Генка листки переворачивает, щупает, считает. Иногда ошибается. Тогда начинает пересчитывать их снова. Намоченный палец дежурит над раскаленным железом «буржуйки». Он успевает снять крошку прежде, чем она обуглится, и отправляет ее в рот.
Он не любит, когда мать начинает наблюдать за его занятием. Жалеет ее хлеб, который она ест, запивая кипятком. Она не понимает смысла увеличивающихся и уменьшающихся цифр.
Мать снова уходит.
Прежде она отправлялась к госпиталям — за картофельными очистками, к выгоревшим складам — за дурандой. Теперь очисток не бывает, а на складах даже земля, где лежали жмыхи, унесена в кошелках и съедена.

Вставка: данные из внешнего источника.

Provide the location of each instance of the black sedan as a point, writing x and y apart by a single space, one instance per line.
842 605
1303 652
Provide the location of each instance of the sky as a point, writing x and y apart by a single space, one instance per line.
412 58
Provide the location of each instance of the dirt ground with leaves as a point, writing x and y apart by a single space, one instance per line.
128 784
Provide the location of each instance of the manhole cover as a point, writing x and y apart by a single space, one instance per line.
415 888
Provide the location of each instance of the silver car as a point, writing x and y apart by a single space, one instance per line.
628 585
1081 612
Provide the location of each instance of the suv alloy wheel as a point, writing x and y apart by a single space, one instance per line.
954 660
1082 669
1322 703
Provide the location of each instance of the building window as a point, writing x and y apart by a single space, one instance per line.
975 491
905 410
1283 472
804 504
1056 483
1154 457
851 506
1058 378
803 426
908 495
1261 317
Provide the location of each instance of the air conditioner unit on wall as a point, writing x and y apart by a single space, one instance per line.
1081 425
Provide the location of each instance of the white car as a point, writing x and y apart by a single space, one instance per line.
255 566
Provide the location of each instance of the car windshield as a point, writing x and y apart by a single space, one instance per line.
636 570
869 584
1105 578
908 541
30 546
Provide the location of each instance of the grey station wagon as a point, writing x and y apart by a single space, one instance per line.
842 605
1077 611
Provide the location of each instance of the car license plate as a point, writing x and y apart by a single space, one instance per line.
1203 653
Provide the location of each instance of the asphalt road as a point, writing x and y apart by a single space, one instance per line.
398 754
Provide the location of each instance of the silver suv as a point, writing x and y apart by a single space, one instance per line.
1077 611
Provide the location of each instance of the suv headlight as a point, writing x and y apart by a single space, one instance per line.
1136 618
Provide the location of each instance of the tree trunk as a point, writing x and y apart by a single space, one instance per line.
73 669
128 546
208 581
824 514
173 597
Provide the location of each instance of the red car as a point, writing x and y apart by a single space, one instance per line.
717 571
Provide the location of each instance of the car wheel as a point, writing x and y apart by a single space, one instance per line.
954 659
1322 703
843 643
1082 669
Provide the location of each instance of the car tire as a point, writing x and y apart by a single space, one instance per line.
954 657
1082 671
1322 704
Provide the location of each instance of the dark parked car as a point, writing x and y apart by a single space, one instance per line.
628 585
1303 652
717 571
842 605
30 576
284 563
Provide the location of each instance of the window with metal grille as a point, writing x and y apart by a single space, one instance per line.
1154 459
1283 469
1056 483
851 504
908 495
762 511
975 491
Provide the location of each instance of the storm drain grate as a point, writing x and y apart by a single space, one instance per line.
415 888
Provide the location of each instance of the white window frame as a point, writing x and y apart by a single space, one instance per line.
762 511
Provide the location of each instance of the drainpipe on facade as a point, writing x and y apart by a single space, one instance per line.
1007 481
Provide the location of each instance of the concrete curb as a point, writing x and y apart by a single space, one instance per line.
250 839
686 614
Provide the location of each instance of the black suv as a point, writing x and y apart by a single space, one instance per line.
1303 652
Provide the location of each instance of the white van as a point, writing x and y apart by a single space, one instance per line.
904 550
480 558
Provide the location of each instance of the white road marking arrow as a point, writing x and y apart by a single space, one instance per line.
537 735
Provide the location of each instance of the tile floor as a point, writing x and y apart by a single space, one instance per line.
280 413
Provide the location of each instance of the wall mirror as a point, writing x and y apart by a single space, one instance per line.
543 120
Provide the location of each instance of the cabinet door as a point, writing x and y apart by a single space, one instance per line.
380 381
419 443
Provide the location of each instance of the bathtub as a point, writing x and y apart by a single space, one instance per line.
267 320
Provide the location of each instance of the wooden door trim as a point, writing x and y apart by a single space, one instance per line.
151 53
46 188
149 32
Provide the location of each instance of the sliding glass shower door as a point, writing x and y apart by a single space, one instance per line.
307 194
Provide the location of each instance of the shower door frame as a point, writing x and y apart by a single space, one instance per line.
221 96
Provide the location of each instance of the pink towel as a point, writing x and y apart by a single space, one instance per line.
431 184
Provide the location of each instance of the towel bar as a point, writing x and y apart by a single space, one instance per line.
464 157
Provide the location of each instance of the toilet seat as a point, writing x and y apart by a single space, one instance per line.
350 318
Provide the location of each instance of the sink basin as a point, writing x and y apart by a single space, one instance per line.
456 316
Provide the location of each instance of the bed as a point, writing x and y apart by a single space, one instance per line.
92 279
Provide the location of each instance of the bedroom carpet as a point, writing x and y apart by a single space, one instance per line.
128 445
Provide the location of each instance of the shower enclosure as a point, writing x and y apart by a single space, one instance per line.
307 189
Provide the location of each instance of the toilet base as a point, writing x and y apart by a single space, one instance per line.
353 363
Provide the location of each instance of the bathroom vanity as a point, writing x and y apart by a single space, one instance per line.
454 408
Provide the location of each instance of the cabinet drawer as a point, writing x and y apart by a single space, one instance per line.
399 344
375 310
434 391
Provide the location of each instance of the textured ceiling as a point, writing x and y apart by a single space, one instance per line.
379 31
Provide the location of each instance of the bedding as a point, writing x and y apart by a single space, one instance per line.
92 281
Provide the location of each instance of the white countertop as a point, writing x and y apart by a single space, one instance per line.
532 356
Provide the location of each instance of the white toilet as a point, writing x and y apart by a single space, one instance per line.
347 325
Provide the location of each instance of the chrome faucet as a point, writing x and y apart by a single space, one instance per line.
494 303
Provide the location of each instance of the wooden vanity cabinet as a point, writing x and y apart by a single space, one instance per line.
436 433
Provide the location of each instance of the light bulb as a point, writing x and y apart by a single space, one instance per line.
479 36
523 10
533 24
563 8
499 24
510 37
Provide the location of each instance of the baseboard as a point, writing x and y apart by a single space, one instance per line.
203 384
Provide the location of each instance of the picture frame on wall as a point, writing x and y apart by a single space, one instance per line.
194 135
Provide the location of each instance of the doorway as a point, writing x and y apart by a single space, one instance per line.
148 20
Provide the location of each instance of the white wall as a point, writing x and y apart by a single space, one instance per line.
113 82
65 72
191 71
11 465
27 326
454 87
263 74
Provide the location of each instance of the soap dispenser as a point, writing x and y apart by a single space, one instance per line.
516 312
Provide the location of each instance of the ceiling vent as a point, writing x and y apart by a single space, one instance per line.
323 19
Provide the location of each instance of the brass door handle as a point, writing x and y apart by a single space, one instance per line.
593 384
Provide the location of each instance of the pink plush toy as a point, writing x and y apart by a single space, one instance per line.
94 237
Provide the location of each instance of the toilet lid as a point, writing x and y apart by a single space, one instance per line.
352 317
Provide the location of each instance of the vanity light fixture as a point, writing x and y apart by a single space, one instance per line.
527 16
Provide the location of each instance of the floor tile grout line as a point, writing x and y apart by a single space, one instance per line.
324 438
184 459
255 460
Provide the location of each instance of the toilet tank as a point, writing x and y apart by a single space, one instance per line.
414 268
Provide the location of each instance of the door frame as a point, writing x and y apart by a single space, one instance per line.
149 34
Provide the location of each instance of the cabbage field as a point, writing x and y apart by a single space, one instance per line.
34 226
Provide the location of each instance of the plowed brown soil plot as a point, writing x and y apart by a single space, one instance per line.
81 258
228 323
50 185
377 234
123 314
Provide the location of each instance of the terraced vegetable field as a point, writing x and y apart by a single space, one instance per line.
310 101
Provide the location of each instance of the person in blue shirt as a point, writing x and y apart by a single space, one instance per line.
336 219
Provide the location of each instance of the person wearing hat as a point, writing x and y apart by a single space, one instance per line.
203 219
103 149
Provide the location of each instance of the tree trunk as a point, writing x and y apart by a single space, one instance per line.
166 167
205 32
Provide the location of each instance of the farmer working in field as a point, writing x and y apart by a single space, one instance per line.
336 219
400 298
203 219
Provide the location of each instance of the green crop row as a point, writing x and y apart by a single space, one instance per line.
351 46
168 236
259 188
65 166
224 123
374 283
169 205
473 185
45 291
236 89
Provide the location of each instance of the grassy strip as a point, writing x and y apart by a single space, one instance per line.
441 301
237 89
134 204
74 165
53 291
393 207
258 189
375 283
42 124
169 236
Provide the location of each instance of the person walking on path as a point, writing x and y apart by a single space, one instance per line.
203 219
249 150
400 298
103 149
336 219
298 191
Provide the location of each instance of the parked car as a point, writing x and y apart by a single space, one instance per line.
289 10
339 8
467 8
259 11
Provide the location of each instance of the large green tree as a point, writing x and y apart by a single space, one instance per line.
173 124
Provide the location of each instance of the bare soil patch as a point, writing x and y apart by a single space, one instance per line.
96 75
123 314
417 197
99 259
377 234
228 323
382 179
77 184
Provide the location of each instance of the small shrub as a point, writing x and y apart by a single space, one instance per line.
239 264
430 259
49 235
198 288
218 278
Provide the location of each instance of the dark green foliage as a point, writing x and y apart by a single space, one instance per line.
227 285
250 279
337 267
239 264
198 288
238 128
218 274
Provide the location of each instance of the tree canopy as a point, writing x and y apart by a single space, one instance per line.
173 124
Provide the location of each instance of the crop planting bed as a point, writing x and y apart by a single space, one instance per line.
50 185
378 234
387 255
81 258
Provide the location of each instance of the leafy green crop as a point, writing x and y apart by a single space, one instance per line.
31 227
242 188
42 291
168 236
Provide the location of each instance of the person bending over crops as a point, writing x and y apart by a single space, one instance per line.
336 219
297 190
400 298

Теперь она уходит просто туда… Мороз, дневная луна, обходит падающих острыми коленками в снег.
Генке теперь не одолеть лестницы. Раньше уходил на улицу и он. Стоял у булочных. Там меняют хлеб на кулечек сахара, хлеб — на табак… Кто-нибудь стоит с салазками дров, за которые ожидает получить хоть что-нибудь.
Мать ушла, потому что ноги ее еще сильны.
Генка перебирает сухарики, как четки. В печке рассыпаются угли. Генка устал — устал сидеть, держать голову, утомлен стуком капель, сбегающих с окна. Он как часовой, которого забыли сменить. На раскладушке, в ногах дяди Коли дремлет.
Его фигурка покачивается. Сейчас его лицо забыло о морщинах старого Бетховена. Его губы и кончики пальцев вздрагивают, как будто во сне пробуют сбежать в прежнюю жизнь — к теплу, к надежде, к защищенности.
Почти всегда Генка видит солнце — это от печки.
Почти всегда ему немного стыдно — потому что часто видит себя нагим.
И всегда улыбается — будто знает то, что известно ему одному. Это потому что он еще жив…
…Идут! Это еще во сне. Но знает: нечеловеческие шаги раздаются с лестницы.
Город шаркал, запинался, брел… Эти ноги давили ступени, пренебрегая их высотой и неровностями. Всё бессильно перед такими шагами.
К двери они приближались с заготовленным знанием. Кто-то в мире знал, где он.
Он укрыл свои сухарики дощечкой прежде, чем отворилась дверь, и стал спокоен, как человек, который сделал все, что мог.
В темноте — печка давно прогорела — мимо него прошуршало что-то большое и тяжелое. Оно оставило после себя клубы мороза и запах табака, остановилось у стола, треща промерзшим паркетом.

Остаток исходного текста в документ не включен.